Project Validation statistics

Note: We are transitioning Active Learning's functionality to Review Center. The Active Learning application will transition into a read-only application in November 2024. To prepare, we recommend beginning your new active learning projects in Review Center.

Starting on August 27, 2024, creating new Active Learning projects is disabled. Previously created projects are still fully functional.

Active Learning's Project Validation feature provides four metrics for evaluating your review coverage. Together, these metrics can help you determine the state of your Active Learning project. Once you have insight into the accuracy and completeness of your relevant document set, you can make an educated decision about whether to stop the Active Learning workflow or continue review.
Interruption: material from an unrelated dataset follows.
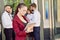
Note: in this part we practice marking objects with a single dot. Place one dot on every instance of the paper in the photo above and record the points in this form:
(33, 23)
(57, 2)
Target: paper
(29, 27)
For instructions on how to run Project Validation, see Project Validation and Elusion Testing.

See these related pages:

Active Learning: Project Validation Strategies in Active Learning

Defining elusion, richness, recall, and precision

Project Validation centers around four statistics, which are defined as follows:

  • Elusion rate - the percentage of documents coded relevant in the uncoded, low-ranking portion of the sample. The elusion rate results are displayed as a range that applies the margin of error to the sample elusion rate, which is an estimate of the discard pile elusion rate. The rate is rounded to the nearest hundredth of a percent.
  • Richness - the percentage of relevant documents across the whole sample. This is calculated by dividing the number of positive-coded documents in the sample by the total number of documents in the sample. This allows us to predict a richness range for the whole project.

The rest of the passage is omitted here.